Repo cleanup notes

The BertRegressor model is now called "general_regressor"

Doesn't seem that transition away from word splitters has occurred yet?

Missing allennlp blocks?

March 27th

Currently, I don't have a way to install futil from the package Brian gave me. I think he mentioned that it's missing entry points which maybe means that it lacks the setup.py file.

Switching over to DataLoader for the Homogeneous batcher

There are three things the homogeneous batch loader was doing:

  • All data has to be added to a batch, the last batch cannot be dropped
  • Batch size needs to be configurable
  • Each batch only contains one dataset type
  • The key in the instances that determines the dataset type is configurable

I think a new sampler is required

I wrote a new batch sampler that generates homogenous batches using the dataset type parameter specified in the instances.
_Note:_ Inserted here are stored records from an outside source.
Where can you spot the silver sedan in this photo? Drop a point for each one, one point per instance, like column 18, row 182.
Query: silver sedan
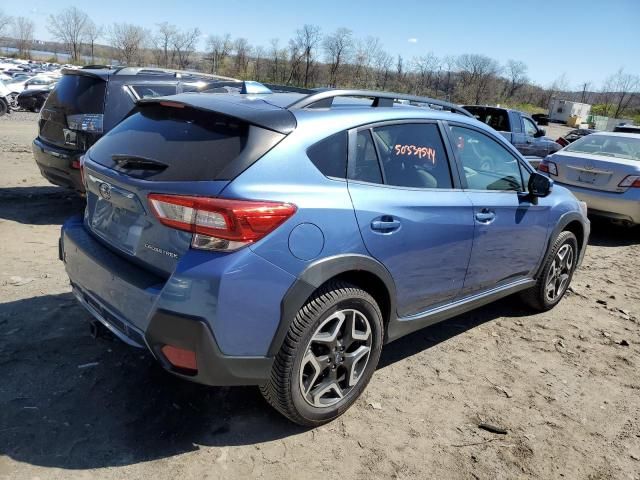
column 603, row 170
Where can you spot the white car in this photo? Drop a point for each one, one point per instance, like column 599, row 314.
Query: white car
column 39, row 81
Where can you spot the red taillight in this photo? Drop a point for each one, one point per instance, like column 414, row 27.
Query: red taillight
column 180, row 357
column 81, row 167
column 219, row 223
column 630, row 181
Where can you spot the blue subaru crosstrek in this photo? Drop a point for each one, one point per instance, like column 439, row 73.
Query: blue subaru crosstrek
column 281, row 239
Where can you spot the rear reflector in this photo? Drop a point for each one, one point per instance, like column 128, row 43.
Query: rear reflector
column 219, row 223
column 180, row 357
column 630, row 181
column 86, row 122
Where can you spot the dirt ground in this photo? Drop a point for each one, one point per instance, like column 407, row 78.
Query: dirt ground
column 565, row 384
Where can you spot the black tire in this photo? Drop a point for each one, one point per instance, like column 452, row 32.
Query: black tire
column 285, row 390
column 537, row 296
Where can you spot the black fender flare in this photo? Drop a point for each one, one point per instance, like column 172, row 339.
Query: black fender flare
column 564, row 220
column 316, row 274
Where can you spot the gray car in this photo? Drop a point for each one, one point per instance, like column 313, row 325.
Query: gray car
column 603, row 170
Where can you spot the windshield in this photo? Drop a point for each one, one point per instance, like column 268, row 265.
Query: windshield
column 607, row 145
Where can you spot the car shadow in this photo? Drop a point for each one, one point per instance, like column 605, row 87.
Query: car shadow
column 43, row 205
column 607, row 234
column 70, row 401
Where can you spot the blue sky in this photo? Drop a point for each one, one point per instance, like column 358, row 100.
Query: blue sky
column 585, row 41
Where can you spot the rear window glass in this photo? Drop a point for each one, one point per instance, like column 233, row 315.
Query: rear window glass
column 330, row 155
column 78, row 94
column 149, row 91
column 495, row 118
column 413, row 155
column 615, row 146
column 178, row 144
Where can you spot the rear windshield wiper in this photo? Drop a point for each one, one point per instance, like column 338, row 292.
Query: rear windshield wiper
column 132, row 162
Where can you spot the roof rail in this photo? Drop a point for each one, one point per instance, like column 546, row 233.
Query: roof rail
column 325, row 98
column 274, row 87
column 125, row 70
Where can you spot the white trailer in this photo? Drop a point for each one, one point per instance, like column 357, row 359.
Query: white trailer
column 563, row 110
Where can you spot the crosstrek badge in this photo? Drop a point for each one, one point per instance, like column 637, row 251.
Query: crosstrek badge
column 160, row 250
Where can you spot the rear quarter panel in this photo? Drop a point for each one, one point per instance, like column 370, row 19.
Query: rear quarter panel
column 286, row 174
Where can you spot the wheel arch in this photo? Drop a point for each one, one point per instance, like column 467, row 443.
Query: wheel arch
column 360, row 270
column 574, row 223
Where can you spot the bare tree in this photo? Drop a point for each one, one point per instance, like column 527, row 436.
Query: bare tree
column 516, row 73
column 5, row 23
column 68, row 27
column 476, row 73
column 365, row 53
column 425, row 67
column 184, row 44
column 274, row 51
column 626, row 87
column 308, row 38
column 128, row 40
column 382, row 63
column 586, row 94
column 219, row 49
column 241, row 49
column 338, row 47
column 295, row 62
column 92, row 32
column 22, row 32
column 258, row 57
column 559, row 85
column 163, row 41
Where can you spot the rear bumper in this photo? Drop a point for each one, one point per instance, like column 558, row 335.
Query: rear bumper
column 619, row 206
column 148, row 311
column 55, row 165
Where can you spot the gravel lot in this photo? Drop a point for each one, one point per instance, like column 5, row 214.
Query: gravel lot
column 565, row 384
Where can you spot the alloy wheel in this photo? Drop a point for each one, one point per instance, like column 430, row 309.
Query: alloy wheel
column 559, row 273
column 335, row 358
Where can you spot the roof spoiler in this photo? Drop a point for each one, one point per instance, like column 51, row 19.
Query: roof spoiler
column 270, row 117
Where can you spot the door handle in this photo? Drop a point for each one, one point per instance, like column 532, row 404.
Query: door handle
column 485, row 216
column 385, row 224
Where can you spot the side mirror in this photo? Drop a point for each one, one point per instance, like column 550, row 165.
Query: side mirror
column 540, row 185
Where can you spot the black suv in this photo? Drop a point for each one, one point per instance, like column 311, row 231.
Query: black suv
column 87, row 103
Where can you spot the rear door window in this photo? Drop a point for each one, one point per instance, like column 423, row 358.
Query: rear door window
column 529, row 127
column 412, row 155
column 365, row 167
column 330, row 155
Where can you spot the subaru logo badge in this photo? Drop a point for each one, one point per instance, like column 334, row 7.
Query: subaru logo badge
column 105, row 191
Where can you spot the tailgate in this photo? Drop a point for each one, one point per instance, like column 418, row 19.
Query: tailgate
column 76, row 103
column 163, row 150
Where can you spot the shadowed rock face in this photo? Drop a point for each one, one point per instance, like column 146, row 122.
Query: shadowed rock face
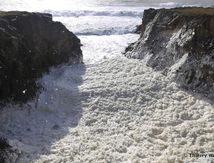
column 30, row 43
column 179, row 42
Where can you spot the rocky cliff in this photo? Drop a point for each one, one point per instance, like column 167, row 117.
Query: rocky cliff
column 180, row 43
column 30, row 43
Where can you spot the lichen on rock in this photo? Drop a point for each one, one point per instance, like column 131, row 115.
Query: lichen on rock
column 31, row 43
column 179, row 42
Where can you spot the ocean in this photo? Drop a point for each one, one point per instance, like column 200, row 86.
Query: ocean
column 110, row 109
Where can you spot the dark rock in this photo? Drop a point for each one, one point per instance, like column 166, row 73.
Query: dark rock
column 30, row 43
column 7, row 154
column 179, row 42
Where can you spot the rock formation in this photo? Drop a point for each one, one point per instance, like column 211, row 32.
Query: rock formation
column 30, row 43
column 179, row 42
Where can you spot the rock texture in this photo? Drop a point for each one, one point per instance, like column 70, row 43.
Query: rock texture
column 30, row 43
column 179, row 42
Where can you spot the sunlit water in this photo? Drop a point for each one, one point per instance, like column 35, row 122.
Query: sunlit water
column 111, row 109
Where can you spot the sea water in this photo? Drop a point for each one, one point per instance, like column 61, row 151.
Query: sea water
column 109, row 109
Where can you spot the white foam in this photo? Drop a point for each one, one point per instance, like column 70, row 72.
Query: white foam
column 100, row 25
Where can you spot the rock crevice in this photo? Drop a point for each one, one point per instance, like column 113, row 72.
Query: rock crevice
column 31, row 43
column 178, row 42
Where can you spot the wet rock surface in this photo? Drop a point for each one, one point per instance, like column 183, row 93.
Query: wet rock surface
column 31, row 43
column 179, row 42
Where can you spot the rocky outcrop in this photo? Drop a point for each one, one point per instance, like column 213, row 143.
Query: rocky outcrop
column 179, row 42
column 30, row 43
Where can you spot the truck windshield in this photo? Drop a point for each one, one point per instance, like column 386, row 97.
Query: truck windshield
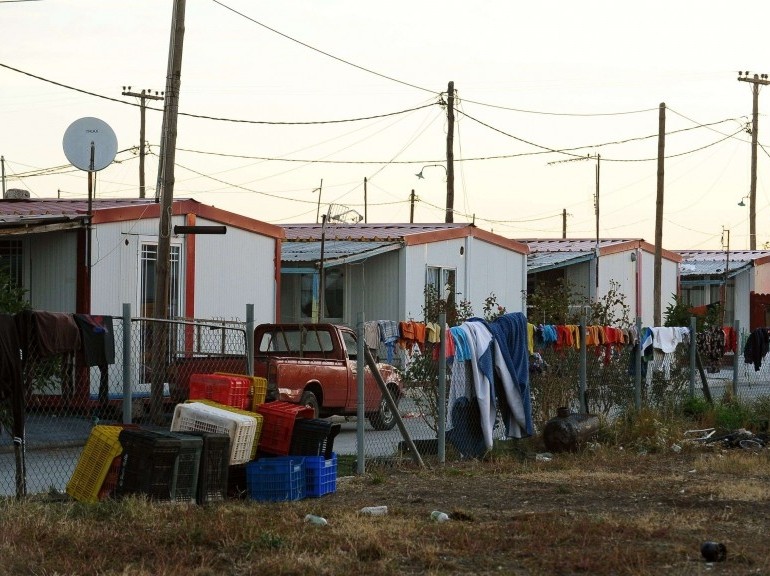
column 296, row 340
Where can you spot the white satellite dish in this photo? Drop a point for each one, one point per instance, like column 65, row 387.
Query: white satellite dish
column 90, row 144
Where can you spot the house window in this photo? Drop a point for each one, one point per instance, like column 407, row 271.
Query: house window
column 147, row 260
column 440, row 284
column 10, row 260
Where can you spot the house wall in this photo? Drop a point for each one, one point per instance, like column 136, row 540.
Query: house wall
column 231, row 270
column 51, row 271
column 494, row 270
column 372, row 286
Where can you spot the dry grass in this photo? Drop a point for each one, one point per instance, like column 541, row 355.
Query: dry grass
column 606, row 511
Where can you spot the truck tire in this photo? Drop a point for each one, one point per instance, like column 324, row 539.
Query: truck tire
column 309, row 399
column 384, row 418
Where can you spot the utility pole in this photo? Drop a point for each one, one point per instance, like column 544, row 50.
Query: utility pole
column 450, row 170
column 564, row 223
column 143, row 96
column 318, row 207
column 657, row 318
column 755, row 81
column 165, row 193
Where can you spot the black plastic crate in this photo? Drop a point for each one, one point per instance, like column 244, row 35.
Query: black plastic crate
column 148, row 464
column 313, row 437
column 214, row 467
column 184, row 484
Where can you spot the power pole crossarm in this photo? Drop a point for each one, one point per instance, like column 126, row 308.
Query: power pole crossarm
column 143, row 96
column 756, row 81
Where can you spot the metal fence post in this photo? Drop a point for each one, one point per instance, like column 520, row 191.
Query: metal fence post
column 360, row 372
column 693, row 349
column 250, row 339
column 441, row 400
column 127, row 396
column 583, row 367
column 737, row 328
column 638, row 371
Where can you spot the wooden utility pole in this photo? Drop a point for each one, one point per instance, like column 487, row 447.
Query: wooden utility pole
column 450, row 171
column 165, row 192
column 143, row 96
column 564, row 223
column 755, row 81
column 657, row 318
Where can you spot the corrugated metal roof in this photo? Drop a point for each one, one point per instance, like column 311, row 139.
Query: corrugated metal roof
column 571, row 244
column 542, row 261
column 363, row 232
column 23, row 209
column 336, row 252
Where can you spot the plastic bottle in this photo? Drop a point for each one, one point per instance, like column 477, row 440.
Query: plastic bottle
column 317, row 520
column 374, row 510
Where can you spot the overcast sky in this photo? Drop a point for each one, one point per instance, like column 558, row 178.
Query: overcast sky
column 261, row 82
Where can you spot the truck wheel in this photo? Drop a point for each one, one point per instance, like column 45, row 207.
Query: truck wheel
column 309, row 399
column 384, row 418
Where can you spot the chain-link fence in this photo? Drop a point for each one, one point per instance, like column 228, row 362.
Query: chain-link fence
column 66, row 397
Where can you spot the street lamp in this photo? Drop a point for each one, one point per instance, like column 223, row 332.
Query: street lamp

This can be used with the off the shelf data loader and does not require creating a new data loader type.

What's the deal with the new cache directory setup?

It looks like _setup_cache_files is deprecated in allennlp.training. Not sure what mechanism handles cache stuff now.

According to the prerelease notes:

Dataset caching is now handled entirely with a parameter passed to the dataset reader, not with command-line arguments. If you used the caching arguments to allennlp train, instead just add a "cache_directory" key to your dataset reader parameters.